Location
- 89 Maxfield Ave, Kingston, Jamaica Kingston, Jamaica

Information
- Type: Orphanage
- Established: September 1918
- Age range: 0-18
- Area: 61/2 acres

= Maxfield Park Children's Home =

The Maxfield Park Children's Home is both the largest and oldest home for displaced children in Jamaica. Founded in Kingston in September 1918, the facility houses children from all parishes ranging in age from birth to 18 years. Children are admitted to the home after having been determined to be in need of care and protection as provided by the Child Care and Protection Act, which was nationalized in 2004. Children at the facility are referred from the Jamaican Child Development Agency (Children's Office), the police and the courts (Children's or Family). The facility is run by the Child Protection and Family Services Agency of Jamaica. As of 17 January 2023, approximately 86 youths were housed in the facility.

== Investments and improvements ==
In September 2018, the Maxfield Park Children Home's administrators embarked on a new initiative to construct a mental health center at home. As part of a US$1 million construction project, the complex will provide housing accommodation for females aged 18–21, who have exited State care and have no other living options, over a period of two years. These facilities form part of a multi-agency project funded by the United States Agency for International Development (USAID) over a period of six years at a cost of US$5.2 million.

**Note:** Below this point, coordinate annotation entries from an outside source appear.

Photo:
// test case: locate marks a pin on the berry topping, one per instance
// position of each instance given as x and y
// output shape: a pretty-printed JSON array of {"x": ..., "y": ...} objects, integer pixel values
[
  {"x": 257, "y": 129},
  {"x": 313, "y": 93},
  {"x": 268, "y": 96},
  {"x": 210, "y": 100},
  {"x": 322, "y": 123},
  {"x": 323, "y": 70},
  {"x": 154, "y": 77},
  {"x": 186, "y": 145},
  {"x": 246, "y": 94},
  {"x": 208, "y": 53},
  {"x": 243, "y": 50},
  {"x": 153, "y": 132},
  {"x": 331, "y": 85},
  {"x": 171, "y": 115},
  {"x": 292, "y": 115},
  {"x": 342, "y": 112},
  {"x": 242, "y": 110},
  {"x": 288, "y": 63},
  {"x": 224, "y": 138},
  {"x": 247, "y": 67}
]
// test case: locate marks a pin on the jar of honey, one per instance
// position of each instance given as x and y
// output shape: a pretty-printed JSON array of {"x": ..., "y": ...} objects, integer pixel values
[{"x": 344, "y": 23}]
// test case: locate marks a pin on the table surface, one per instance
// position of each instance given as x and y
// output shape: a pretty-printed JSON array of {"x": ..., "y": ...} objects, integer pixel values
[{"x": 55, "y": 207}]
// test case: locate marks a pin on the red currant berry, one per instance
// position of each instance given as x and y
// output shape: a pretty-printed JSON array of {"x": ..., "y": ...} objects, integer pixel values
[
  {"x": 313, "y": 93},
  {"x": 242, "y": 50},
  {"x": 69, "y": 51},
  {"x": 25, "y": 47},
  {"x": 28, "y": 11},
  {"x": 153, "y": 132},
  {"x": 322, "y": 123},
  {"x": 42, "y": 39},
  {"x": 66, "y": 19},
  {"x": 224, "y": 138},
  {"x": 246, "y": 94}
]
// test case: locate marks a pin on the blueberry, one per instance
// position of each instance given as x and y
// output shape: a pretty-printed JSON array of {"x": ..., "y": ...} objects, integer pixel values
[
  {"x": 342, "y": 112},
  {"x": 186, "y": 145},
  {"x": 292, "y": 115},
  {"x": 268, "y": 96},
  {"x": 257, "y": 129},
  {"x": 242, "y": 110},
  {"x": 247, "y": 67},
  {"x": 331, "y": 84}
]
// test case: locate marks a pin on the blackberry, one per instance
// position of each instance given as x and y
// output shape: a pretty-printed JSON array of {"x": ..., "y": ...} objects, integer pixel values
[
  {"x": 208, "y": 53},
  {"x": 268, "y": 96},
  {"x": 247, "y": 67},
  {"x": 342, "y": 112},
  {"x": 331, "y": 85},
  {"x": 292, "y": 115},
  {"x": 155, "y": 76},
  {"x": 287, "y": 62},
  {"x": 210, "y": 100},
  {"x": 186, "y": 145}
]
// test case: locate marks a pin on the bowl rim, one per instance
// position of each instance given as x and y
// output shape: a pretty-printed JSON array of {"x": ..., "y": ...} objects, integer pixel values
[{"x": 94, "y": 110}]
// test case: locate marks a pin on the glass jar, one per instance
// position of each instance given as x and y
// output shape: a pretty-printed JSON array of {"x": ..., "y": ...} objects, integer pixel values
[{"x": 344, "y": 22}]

State minister Robert Morgan has stated that thirty million dollars ($30,000,000) from the Child Protection and Family Services Agency will go towards constructing the Child Therapeutic Centre at Maxfield Park Children's Home. The additional funding for the $117 million project will come from the Jamaica Social Investment Fund Basic Needs Trust Fund (JSIF BNTF), a project funded by the Caribbean Development Bank (CDB).

== Notable residents ==
- Reggae and dancehall artist Yellowman was a resident of the home for a period of time.
- Reggae singer, songwriter and record producer Leroy Smart entered Maxfield Park at the age of two where he resided for ten years.